Hydrological and hydraulic modeling approaches were used to forecast river flows and flood extent over decades (Wijayarathne and Coulibaly 2020; Awol et al. 2019; Leach et al. 2018; Han and Coulibaly 2017; Che and Mays 2015; Arduino et al. 2005). These models represent different hydrological processes in the hydrologic cycle, such as precipitation, evapotranspiration, infiltration, interception, and runoff, using a set of model parameters. Hydrological models calculate streamflow using inputs such as precipitation, temperature, soil moisture, and topography (Devia et al. 2015). Hydraulic models that simulate flood extent and inundation levels in flood plain and surrounding areas use the hydrological models’ output (Aksoy et al. 2016). Among all meteorological inputs, precipitation is the primary forcing for hydrological models (Devia et al. 2015). Therefore, the efficiency of flood forecasting systems where hydrological and hydraulic models are embedded is mainly determined by the accuracy and reliability of precipitation inputs (Larson and Peck 1974).

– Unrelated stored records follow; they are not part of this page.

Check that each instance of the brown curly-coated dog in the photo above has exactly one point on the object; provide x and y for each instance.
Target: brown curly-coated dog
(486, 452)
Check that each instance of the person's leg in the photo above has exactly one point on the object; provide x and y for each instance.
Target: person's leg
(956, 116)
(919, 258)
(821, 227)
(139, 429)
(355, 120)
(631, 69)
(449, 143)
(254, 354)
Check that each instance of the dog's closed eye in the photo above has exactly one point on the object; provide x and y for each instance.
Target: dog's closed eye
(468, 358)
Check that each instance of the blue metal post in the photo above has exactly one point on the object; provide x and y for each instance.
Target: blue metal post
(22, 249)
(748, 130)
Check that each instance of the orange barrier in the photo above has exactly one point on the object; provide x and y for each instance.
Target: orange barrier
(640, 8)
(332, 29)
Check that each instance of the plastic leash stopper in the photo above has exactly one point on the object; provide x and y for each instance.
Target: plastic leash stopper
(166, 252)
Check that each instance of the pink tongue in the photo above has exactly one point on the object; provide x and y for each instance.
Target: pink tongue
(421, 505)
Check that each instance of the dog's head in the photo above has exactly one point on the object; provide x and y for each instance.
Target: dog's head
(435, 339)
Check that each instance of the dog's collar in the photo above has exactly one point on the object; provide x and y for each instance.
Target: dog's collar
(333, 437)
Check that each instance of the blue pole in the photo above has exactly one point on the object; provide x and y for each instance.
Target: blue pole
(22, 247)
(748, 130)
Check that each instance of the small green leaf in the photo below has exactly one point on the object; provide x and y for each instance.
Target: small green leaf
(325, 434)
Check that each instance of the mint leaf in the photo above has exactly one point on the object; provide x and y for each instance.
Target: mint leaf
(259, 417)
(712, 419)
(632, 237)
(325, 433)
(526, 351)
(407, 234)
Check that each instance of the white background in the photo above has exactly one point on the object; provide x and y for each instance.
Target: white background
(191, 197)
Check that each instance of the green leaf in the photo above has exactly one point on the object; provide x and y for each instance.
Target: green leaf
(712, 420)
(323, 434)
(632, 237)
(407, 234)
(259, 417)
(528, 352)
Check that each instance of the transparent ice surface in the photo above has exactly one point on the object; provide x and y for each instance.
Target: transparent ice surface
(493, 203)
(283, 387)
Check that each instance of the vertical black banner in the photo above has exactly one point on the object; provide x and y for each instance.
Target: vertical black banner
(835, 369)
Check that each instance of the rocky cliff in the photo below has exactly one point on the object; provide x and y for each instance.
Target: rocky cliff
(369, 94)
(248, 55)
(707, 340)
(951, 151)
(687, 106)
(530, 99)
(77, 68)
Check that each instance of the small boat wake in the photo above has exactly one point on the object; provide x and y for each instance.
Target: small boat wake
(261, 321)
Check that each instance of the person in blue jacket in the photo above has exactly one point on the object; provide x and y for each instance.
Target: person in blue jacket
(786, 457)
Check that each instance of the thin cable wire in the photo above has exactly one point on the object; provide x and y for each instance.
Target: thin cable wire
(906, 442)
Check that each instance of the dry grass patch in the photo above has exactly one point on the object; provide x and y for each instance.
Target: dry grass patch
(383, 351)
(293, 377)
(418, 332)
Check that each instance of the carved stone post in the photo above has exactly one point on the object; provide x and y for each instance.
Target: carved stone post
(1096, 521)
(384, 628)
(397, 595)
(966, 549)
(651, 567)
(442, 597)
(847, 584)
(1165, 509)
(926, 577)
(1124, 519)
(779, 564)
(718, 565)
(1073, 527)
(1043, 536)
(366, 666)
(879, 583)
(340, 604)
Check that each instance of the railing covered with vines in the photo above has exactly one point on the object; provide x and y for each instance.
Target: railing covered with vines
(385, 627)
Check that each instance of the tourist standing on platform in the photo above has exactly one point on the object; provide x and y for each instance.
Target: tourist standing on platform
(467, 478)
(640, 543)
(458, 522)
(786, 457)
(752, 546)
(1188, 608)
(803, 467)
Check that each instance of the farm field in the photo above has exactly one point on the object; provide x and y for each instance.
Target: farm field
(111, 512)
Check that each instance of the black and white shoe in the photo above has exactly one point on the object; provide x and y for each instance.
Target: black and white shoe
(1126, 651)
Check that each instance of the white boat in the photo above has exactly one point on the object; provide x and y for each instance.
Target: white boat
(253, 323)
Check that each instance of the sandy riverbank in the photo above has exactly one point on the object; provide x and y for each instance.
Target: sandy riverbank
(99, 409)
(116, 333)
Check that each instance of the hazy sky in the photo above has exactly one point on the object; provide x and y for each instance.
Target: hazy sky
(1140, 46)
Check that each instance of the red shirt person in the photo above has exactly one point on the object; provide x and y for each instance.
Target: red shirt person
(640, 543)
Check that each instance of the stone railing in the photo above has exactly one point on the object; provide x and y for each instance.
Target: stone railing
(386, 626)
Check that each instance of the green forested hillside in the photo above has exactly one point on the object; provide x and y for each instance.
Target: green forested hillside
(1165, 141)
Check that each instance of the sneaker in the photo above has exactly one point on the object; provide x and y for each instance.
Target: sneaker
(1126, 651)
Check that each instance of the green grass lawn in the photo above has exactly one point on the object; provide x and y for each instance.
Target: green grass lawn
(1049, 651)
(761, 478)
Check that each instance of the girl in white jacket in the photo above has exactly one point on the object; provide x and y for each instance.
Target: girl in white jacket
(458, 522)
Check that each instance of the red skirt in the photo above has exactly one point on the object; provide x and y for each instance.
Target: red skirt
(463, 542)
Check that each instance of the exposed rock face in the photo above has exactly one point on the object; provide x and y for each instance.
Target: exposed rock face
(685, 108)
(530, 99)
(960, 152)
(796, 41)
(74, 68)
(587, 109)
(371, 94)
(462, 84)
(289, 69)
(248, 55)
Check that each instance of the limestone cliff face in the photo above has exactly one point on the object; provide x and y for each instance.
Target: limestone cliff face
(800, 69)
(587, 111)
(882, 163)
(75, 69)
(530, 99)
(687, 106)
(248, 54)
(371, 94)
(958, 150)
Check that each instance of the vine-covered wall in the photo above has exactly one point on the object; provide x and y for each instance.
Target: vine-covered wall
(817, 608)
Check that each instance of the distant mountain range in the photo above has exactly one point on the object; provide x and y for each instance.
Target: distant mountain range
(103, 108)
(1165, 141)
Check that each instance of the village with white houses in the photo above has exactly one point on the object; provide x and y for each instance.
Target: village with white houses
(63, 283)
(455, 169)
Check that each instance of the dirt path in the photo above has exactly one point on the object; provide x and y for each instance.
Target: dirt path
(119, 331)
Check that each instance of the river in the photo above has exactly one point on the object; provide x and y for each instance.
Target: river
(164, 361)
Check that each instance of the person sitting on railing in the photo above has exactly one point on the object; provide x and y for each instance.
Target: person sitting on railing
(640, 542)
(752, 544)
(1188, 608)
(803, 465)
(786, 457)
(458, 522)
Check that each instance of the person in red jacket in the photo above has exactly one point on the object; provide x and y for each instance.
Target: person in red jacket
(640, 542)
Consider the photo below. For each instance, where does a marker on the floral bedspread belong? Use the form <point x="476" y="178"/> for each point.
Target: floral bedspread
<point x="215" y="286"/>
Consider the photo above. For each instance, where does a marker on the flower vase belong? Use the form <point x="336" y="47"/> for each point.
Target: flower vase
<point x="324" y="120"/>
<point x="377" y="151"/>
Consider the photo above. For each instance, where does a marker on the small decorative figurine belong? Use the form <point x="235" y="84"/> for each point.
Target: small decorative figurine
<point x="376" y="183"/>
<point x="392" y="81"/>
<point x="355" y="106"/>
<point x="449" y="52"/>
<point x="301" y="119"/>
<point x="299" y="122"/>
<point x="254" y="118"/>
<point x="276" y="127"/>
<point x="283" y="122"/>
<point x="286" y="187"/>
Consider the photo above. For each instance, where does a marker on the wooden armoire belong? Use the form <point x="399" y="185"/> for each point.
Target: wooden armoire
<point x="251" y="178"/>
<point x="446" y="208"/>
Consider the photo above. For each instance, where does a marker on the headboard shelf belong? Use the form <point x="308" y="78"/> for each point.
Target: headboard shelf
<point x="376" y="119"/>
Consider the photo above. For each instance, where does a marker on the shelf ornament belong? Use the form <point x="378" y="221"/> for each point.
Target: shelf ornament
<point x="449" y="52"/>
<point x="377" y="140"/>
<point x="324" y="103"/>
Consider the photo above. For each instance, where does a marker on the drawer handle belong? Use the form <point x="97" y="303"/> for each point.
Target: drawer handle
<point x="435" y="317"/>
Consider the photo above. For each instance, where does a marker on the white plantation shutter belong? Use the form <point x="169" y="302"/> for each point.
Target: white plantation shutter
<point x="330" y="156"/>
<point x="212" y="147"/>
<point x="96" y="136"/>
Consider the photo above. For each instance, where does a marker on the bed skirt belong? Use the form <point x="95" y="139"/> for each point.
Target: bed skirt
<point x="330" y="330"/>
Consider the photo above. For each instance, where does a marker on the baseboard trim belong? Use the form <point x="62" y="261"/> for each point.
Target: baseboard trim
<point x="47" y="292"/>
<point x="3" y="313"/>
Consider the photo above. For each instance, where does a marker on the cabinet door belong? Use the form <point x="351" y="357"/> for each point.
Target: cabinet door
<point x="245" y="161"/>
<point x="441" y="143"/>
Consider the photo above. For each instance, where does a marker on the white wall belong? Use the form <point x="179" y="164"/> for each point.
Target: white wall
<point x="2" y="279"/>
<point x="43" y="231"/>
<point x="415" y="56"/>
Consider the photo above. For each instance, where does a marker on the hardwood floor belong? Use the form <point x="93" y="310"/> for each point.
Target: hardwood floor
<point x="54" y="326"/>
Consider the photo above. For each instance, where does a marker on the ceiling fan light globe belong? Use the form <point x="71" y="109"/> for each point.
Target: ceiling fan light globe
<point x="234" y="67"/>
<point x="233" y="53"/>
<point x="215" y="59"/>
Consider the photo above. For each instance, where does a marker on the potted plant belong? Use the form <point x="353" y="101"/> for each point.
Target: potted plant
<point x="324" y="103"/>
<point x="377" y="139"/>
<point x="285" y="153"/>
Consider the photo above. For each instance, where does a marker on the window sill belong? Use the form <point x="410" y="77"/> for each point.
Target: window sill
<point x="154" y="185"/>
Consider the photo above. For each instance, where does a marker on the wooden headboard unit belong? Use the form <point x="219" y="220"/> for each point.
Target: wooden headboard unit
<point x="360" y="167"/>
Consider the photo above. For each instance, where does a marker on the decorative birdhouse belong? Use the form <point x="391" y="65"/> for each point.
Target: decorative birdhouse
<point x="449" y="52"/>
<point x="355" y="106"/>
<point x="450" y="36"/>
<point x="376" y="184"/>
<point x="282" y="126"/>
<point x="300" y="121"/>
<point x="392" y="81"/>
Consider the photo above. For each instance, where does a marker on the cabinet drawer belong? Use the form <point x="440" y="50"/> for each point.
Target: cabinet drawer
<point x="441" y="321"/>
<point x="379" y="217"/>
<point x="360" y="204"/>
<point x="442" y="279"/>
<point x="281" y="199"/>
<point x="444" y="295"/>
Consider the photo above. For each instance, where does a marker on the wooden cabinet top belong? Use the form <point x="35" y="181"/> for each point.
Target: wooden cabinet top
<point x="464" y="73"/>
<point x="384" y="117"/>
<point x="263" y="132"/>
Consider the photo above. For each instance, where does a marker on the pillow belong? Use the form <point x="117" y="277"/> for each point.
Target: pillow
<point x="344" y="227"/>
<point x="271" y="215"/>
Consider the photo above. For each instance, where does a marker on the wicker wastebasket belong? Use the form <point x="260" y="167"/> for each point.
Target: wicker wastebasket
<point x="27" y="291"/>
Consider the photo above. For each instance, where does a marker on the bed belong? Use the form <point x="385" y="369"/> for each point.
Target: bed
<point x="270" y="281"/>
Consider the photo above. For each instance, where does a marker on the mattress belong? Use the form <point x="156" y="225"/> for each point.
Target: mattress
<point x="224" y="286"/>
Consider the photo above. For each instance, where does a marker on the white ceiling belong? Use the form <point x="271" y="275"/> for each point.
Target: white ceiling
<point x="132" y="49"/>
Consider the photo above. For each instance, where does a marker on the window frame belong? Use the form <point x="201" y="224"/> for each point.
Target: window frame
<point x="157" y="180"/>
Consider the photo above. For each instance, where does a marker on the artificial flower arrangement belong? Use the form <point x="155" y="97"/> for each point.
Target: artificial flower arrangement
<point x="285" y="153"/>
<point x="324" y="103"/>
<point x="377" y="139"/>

Surface rainfall gauges or weather radar provide precipitation input for the hydrological models (Randall et al. 2014). Rain gauges are believed to be accurate instruments for precipitation point measurements even though they suffer from both random errors (e.g., poor gauge site conditions, human errors, inadequate network density, and exposure to prevailing winds) and systematic errors (e.g., wind-induced undercatch, wetting, and evaporation losses) (Rossa et al. 2011; Sevruk 1982). At present, the calibration of a hydrological model mainly relies on in situ rain gauge data (Moreno et al. 2012; McMillan et al. 2011). However, this approach often fails to adequately capture spatial and temporal variations (Dhiram and Wang 2016). Weather radar produces spatially and temporally continuous data over a large area, including regions with sparse gauge point observation networks (Thorndahl et al. 2017), and its use can help address this shortcoming.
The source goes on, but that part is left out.